Cameron pledges to work with Germany on Internet of Things

UK Prime Minister David Cameron has pledged to work with Germany on research and development on the Internet of Things (IoT), 5G technology and the EU as a single digital market. Cameron made the pledge as he joined German Chancellor Angela Merkel in opening the CeBIT 2014 trade fair in Hanover, Germany.

Cameron has drawn up a package of measures to work with Germany, including £45m of funding into the Internet of Things as well as a £1m ‘European Internet of Things’ grant fund to support firms aiming to take advantage of opportunities in the area. The UK government said that this is in addition to funding previously set aside for the technology and takes the total pot to £73m.

Cameron’s package also includes a new spectrum strategy that the government said aims to double the economic benefits of spectrum to £100bn by 2025.

He has also pledged the to create an ‘innovation one stop shop’ within UK Trade and Investment (UKTI) for securing science and innovation investment from international funds and corporations, as well as a review by the government’s Chief Scientific Advisor to identify how the countries can exploit potential in this area.

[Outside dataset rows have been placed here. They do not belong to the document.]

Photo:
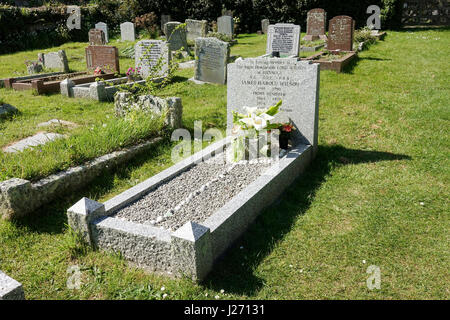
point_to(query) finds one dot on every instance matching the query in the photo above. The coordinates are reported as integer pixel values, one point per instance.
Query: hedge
(45, 26)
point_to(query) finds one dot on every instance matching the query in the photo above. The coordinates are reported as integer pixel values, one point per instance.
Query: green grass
(377, 192)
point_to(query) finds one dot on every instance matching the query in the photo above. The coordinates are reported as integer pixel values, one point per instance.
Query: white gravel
(193, 195)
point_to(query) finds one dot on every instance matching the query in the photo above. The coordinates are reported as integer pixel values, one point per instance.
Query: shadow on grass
(235, 271)
(52, 219)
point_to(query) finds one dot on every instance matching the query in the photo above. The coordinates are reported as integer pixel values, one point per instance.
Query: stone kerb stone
(10, 289)
(211, 60)
(196, 29)
(259, 82)
(55, 60)
(127, 32)
(283, 38)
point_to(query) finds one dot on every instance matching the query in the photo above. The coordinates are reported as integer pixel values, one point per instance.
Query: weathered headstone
(196, 29)
(176, 36)
(10, 289)
(104, 27)
(225, 25)
(164, 19)
(96, 37)
(54, 60)
(211, 57)
(316, 25)
(340, 33)
(283, 38)
(105, 57)
(265, 25)
(147, 54)
(259, 82)
(127, 31)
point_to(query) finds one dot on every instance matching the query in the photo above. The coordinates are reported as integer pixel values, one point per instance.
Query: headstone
(104, 27)
(340, 33)
(54, 60)
(225, 25)
(196, 29)
(262, 82)
(316, 25)
(105, 57)
(176, 36)
(283, 38)
(96, 37)
(265, 25)
(127, 31)
(211, 58)
(164, 19)
(148, 52)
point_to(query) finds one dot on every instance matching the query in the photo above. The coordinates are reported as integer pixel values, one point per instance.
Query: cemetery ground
(375, 195)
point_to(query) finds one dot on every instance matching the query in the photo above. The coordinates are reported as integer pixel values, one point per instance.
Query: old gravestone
(55, 60)
(105, 57)
(164, 19)
(259, 82)
(283, 38)
(265, 25)
(340, 33)
(104, 27)
(225, 25)
(316, 25)
(127, 31)
(148, 52)
(96, 37)
(176, 36)
(211, 58)
(196, 29)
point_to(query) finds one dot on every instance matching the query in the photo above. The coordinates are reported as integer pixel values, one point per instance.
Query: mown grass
(377, 194)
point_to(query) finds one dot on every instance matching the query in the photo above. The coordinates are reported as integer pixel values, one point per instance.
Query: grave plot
(182, 219)
(339, 46)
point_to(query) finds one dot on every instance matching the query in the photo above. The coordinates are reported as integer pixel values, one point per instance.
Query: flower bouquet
(251, 129)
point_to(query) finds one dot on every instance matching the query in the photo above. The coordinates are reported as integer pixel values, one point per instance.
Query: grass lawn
(377, 193)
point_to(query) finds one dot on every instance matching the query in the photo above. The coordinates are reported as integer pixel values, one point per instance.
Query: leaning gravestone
(148, 52)
(164, 19)
(211, 60)
(96, 37)
(176, 36)
(127, 31)
(265, 25)
(340, 33)
(105, 57)
(259, 82)
(54, 60)
(196, 29)
(225, 25)
(283, 38)
(315, 25)
(104, 27)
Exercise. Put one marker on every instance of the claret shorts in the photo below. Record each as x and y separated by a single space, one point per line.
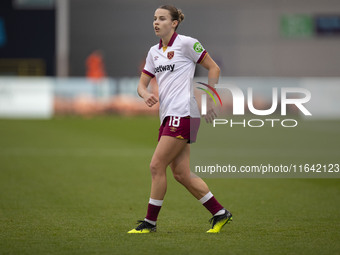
180 128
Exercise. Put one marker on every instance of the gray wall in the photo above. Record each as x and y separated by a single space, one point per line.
242 36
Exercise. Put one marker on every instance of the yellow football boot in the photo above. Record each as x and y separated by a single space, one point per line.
219 221
143 228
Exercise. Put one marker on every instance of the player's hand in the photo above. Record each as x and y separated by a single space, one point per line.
211 113
150 99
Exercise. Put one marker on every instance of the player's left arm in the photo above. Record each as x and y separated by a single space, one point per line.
213 75
213 70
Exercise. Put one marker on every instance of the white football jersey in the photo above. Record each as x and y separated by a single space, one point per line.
174 68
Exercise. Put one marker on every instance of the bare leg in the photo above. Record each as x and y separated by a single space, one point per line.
180 167
167 150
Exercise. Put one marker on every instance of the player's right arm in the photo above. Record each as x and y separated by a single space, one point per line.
149 98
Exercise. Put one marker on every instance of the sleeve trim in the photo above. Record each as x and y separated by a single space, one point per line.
148 73
202 57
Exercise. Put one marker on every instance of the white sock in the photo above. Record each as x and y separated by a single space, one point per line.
220 212
206 197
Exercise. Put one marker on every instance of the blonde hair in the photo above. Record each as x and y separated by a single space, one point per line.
176 14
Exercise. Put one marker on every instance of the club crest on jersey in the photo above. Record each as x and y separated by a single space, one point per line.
171 54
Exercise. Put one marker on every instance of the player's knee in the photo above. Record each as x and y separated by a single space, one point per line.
181 177
156 169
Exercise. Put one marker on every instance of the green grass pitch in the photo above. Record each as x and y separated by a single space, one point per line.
76 186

In addition, Cameron announced a new collaboration scheme to develop 5G between the University of Dresden, King’s College University in London and the University of Surrey. In October 2012, the University of Surrey received £35m research funding for its 5G Innovation Centre, from the UK government and firms including Samsung, Huawei, Telefonica Europe and Aircom International.

“This is a world on fast forward. A world of permanent technological revolution. And in this world, countries like the UK and Germany will only succeed if we have a relentless drive for new ideas and innovations,” said Cameron.

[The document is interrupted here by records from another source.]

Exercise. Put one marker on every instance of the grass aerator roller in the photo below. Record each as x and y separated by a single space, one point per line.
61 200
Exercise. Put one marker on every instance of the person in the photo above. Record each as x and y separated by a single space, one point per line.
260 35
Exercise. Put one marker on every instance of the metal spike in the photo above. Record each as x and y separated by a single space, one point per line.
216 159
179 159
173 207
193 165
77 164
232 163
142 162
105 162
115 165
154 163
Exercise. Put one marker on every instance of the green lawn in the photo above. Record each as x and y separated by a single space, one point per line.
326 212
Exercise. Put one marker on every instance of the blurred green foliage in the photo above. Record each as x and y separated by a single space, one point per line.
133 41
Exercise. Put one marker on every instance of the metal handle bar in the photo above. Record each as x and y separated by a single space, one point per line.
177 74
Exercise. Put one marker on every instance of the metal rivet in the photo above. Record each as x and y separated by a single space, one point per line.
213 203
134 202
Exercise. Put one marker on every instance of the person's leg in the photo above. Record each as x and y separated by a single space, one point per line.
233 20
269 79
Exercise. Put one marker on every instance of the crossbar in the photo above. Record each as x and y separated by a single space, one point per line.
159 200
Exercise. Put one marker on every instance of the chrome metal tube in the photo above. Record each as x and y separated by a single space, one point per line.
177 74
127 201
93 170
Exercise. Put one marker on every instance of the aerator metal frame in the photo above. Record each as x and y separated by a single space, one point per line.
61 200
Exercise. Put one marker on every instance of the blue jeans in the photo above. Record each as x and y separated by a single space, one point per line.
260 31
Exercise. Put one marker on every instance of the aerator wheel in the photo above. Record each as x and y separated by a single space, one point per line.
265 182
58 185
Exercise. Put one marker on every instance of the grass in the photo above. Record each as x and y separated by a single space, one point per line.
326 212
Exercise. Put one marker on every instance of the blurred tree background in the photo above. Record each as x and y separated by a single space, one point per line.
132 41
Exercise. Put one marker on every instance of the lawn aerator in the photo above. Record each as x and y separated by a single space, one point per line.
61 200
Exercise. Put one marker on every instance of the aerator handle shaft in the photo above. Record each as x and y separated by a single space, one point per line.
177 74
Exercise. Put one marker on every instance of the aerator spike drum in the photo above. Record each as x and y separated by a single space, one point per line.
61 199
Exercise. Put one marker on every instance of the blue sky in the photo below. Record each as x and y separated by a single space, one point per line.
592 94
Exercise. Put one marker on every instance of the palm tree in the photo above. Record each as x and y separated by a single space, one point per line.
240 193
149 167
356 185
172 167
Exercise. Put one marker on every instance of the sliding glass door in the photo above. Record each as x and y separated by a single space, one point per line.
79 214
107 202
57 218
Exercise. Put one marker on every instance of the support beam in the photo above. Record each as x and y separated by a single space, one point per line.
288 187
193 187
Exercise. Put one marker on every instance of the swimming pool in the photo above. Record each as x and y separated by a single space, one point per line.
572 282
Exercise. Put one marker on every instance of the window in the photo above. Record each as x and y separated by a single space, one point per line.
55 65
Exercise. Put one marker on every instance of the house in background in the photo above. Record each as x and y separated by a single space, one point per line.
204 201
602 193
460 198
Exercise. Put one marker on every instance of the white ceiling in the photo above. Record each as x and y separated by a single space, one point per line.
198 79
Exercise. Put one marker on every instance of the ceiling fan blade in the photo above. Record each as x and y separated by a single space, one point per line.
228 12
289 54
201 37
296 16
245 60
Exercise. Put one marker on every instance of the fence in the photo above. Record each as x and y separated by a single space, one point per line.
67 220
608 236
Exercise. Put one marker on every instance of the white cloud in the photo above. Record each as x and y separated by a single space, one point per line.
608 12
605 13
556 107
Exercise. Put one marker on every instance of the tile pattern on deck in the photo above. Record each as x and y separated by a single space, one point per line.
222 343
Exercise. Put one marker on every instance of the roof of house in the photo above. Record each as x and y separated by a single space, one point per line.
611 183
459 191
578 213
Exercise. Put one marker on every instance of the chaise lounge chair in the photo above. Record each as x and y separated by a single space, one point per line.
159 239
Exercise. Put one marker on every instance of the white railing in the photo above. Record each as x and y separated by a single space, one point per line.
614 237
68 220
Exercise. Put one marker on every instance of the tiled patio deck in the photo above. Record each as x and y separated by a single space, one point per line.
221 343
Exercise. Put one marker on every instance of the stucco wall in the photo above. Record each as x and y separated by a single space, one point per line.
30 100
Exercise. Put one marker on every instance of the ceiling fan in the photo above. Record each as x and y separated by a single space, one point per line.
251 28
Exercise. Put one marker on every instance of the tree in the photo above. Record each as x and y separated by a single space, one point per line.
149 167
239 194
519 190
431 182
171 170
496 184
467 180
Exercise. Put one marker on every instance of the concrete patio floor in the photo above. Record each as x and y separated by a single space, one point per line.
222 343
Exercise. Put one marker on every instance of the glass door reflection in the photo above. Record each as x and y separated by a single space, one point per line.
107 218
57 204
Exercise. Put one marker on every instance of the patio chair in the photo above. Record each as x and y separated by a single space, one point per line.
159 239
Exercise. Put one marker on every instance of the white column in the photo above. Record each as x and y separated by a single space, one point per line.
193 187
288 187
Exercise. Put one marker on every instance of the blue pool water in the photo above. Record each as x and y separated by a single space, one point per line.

The 5G Summit will be collocated with the 10th annual LTE World Summit, the premier 4G event for the telecoms industry, taking place on the 23rd-26th June 2014, at the Amsterdam RAI, Netherlands. Click here to download a brochure for the event. 

The UK’s role at CeBIT 2014 is as the event’s “official partner country”.  The Prime Minister aims to promote Britain’s tech and innovation sector to more than 2,500 industry representatives at the show, and set out how the UK and Germany should partner to lead the next digital revolution.

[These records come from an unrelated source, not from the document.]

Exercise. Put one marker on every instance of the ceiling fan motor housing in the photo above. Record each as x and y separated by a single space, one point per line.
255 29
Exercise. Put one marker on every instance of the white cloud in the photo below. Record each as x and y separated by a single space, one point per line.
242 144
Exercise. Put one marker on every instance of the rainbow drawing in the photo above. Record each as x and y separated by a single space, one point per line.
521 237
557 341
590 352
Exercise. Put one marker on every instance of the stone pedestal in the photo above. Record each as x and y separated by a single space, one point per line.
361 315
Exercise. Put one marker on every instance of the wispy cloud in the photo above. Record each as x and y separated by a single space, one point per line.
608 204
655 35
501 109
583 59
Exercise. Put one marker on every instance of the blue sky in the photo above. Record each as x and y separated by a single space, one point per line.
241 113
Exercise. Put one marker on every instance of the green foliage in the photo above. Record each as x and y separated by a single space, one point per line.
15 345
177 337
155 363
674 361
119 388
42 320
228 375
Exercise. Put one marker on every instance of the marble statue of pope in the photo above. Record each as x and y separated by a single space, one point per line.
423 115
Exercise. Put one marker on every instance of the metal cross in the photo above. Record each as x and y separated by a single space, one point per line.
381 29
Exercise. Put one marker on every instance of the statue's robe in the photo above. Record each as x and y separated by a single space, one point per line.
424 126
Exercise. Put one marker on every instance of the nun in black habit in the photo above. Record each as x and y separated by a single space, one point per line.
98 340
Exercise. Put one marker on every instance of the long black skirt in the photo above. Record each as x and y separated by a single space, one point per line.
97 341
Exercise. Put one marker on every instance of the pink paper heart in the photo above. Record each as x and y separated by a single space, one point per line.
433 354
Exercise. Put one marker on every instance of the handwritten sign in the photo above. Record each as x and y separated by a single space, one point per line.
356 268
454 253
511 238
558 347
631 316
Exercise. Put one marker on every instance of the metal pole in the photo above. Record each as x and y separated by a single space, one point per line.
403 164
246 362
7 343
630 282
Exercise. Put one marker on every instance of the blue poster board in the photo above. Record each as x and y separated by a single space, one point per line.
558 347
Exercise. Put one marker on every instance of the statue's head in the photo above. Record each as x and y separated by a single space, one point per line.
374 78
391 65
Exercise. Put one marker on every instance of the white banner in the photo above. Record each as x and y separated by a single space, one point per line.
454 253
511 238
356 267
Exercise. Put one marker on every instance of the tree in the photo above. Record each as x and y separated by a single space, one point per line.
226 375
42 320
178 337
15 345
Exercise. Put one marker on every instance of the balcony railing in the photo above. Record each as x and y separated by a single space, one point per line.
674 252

“The UK tech scene today is dynamic. Relentlessly ambitious. Leading the way,” he added. “It is our ambition to make the UK the most digital nation in the G8 and it is my mission to show the world that we’re getting there.”

Relations between the UK and Germany have taken a strain after US whistleblower Edward Snowden last year revealed how US and UK spy agencies had been spying on ordinary citizens’ browsing and messaging habits. In January this year, Chancellor Merkel reportedly said in a speech to the German parliament that the spy agencies’ actions “violate trust and sow distrust”. According to German news site The Local, Merkel said in her speech:

“Is it right that our closest partners such as the United States and Britain gain access to all imaginable data, saying this is for their own security and the security of their partners? Is it right to act this way because others in the world do the same? Is it right if in the end this is not about averting terrorist threats but, for example, gaining an advantage over allies in negotiations, at G20 summits or UN sessions?

“Our answer can only be: No, this can’t be right. Because it touches the very core of what cooperation between friendly and allied countries is about: trust.”

Merkel herself was allegedly spied on by the NSA and has demanded that the US government give Germany clarity over the future of the NSA in the country.

Last month, Merkel also called for the creation of a secure European communications network that would avoid US-based networks and servers. She added at the time that she plans to speak with French president Francois Hollande to discuss concrete proposals to guarantee stronger data protection guidelines in Europe.